Bertinotti nostalgico di Castro sogna per Cuba un’altra rivoluzione socialista
Fausto Bertinotti commenta su Repubblica la rivolta di piazza a Cuba e tiene i piedi in due staffe. Non se la sente di condannare il regime anzi in parte lo difende, ma allo stesso tempo invita il governo ad ascoltare il malumore popolare.
Bertinotti: sono riconoscente a Cuba, l’ho amata profondamente
Dice di essere «riconoscente a Cuba per ciò che ha rappresentato per milioni di persone come me, l’ho amata profondamente e le sono grato». Ma aggiunge: “Oggi però chi guida il Paese ha di fronte una scelta: ascoltare la piazza, il popolo, oppure perdere tutto”. L’ex leader di rifondazione comunista riconosce tuttavia che l’esperienza cubana si avvia al tramonto e che le proteste degli ultimi giorni possono mettere fine a un’utopia che ha nutrito gli animi della sinistra salottiera e anti-Usa.

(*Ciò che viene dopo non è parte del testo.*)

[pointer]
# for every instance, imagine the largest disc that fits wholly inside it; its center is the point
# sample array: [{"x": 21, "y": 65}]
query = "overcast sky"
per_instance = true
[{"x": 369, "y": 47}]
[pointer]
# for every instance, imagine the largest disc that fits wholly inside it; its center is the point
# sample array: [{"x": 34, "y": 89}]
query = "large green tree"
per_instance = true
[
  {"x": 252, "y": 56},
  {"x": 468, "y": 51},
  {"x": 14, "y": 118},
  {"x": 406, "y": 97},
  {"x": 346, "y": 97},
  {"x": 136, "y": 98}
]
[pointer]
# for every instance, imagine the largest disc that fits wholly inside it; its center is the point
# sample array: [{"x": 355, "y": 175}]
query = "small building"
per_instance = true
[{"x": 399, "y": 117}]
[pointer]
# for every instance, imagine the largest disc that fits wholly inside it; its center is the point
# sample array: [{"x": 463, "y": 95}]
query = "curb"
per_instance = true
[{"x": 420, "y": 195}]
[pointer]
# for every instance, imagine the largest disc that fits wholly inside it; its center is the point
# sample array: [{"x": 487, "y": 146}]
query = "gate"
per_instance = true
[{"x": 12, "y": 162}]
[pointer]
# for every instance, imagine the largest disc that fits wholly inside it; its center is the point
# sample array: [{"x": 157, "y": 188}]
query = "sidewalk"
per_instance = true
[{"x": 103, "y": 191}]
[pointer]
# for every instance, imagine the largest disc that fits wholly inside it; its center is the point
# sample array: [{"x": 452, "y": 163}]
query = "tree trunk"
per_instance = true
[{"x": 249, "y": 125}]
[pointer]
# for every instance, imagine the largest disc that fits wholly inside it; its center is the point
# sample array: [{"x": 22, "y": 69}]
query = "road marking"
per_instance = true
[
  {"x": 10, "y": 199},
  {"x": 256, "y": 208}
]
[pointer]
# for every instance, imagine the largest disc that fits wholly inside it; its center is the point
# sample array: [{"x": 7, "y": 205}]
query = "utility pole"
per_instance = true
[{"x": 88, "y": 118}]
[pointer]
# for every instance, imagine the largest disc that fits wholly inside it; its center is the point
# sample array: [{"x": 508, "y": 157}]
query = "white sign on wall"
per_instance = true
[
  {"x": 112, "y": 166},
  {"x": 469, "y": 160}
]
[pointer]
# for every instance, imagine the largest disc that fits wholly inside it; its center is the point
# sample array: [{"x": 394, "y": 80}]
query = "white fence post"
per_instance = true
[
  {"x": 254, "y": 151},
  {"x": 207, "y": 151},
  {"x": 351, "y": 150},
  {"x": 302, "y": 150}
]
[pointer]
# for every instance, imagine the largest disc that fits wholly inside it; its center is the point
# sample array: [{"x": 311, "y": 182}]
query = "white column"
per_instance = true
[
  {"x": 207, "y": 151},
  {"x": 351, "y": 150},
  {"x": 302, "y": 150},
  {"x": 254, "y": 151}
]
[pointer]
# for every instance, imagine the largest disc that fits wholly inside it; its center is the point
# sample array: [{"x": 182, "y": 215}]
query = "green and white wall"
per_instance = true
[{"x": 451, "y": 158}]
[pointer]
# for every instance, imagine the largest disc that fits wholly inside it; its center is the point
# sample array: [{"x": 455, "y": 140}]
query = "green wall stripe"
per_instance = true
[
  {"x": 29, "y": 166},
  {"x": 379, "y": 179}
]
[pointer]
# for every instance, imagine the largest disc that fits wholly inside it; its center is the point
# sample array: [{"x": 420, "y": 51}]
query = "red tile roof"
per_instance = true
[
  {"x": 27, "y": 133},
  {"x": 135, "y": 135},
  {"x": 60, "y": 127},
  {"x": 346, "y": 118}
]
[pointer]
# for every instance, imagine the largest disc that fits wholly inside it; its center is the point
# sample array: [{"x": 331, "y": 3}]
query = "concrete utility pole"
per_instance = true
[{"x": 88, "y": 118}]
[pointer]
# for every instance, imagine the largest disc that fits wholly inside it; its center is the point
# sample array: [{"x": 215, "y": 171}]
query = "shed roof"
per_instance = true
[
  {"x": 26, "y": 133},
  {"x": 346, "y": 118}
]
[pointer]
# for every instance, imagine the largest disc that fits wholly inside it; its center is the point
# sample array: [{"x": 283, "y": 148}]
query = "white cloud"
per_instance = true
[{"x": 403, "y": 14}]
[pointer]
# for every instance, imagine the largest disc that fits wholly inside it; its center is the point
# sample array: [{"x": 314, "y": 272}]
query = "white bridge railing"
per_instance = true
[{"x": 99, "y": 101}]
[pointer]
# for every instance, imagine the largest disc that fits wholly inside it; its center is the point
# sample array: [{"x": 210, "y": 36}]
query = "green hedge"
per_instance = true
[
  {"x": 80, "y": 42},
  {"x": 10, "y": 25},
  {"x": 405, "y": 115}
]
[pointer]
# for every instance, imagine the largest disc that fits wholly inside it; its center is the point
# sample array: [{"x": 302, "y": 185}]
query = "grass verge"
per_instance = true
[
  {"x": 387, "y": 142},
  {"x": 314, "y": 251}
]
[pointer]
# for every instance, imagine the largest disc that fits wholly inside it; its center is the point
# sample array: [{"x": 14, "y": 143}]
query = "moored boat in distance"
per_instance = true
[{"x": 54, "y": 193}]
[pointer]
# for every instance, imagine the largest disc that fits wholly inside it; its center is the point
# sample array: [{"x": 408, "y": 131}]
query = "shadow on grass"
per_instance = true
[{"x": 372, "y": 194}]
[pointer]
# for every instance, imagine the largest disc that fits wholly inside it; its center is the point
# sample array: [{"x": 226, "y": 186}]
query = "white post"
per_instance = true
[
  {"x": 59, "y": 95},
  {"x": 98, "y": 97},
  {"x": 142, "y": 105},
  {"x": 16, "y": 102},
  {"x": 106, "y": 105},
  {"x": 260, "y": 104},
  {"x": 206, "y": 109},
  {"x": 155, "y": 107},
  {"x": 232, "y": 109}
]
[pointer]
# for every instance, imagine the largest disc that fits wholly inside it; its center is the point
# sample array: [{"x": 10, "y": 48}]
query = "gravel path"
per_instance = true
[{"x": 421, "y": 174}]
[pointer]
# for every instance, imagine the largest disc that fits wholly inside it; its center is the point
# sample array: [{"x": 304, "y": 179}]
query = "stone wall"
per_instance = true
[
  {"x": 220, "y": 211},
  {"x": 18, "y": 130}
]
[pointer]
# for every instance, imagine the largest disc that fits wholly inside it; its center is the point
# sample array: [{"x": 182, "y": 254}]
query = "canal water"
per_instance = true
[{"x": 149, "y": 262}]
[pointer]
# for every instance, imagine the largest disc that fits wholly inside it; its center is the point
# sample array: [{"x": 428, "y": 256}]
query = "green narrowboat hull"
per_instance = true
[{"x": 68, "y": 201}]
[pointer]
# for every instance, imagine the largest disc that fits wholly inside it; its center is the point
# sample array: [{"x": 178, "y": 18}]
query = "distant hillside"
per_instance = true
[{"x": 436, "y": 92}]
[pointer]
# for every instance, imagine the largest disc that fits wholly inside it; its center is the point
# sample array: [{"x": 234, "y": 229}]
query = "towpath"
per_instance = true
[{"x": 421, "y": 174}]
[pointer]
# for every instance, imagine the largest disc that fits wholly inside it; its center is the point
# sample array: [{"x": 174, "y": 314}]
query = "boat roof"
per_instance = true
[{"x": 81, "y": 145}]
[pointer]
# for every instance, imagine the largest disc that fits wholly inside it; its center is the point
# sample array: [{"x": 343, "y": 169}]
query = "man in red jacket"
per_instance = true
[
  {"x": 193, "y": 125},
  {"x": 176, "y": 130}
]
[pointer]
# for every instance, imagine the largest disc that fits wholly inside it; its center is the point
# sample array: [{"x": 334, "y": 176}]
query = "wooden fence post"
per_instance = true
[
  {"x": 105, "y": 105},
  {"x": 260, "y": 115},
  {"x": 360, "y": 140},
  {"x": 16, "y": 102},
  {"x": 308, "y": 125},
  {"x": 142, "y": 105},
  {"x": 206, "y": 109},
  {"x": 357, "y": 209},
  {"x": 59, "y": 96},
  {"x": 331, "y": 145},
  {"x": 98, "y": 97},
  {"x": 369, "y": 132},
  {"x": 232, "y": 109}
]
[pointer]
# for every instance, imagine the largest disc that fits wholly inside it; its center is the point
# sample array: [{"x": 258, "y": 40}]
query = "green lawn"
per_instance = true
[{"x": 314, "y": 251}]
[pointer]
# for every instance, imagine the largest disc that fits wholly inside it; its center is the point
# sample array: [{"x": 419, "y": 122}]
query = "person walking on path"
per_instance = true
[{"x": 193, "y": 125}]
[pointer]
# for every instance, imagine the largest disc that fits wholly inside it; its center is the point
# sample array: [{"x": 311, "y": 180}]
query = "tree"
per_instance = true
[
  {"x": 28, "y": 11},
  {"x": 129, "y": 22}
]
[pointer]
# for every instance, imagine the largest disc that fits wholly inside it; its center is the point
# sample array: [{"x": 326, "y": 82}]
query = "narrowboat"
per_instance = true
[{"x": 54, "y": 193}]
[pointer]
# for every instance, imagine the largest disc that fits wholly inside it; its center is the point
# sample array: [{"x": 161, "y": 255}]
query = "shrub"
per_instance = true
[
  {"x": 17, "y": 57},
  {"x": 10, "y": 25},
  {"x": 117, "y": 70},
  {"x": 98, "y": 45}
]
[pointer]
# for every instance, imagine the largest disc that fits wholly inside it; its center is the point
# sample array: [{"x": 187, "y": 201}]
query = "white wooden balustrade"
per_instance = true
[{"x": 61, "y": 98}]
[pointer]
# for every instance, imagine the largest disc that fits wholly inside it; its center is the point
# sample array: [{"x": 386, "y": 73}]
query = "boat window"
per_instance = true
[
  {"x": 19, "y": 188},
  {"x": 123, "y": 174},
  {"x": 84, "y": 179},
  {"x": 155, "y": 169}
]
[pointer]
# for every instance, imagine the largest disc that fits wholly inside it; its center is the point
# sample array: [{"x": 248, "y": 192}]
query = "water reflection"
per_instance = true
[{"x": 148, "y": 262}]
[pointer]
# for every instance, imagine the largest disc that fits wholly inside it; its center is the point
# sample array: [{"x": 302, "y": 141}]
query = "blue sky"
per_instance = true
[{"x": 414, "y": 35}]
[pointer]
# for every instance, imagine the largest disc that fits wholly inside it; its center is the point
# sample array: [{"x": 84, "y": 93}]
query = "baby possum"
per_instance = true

Bertinotti: ci vorrebbe una rivoluzione nella rivoluzione
Ci tiene infatti a dire che della storia di Cuba non tutto è da buttare. “Rimangono fattori caratteristici dell’esperienza cubana come la centralità dell’istruzione, l’eccellenza della sanità pubblica, la solidarietà e l’internazionalismo. Ma la storia si sta esaurendo, ci sono forme di logoramento: il doppio mercato, le disuguaglianze interne, la burocratizzazione: in questa condizione, subendo lo spiazzamento della storia e una stretta economica vigorosa, ci vorrebbe una rivoluzione nella rivoluzione, un ritorno alla lingua originaria, che era quella di “tutto il potere al popolo”. Sarebbe un gesto grande e coerente con la nascita del socialismo cubano un governo che oggi dicesse a chi manifesta “avete ragione voi”, non solo per ascoltare ma per costruire la storia assieme a quelle persone, senza covare l’illusione che il mercato sia salvifico”.
Cuba, c’è il primo morto dopo i disordini
Per Bertinotti chi “lotta in piazza è una risorsa”. Ma non sembra proprio che le autorità governativa la pensino come lui. Oggi è giunta notizia del primo morto dopo i disordini dei giorni scorsi. Che si aggiunge agli arresti dei dissidenti che comprendono anche 20 giornalisti. Un dato sul quale Bertinotti, ancora nostalgico dei suoi sogni di gioventù, preferisce non dire nulla.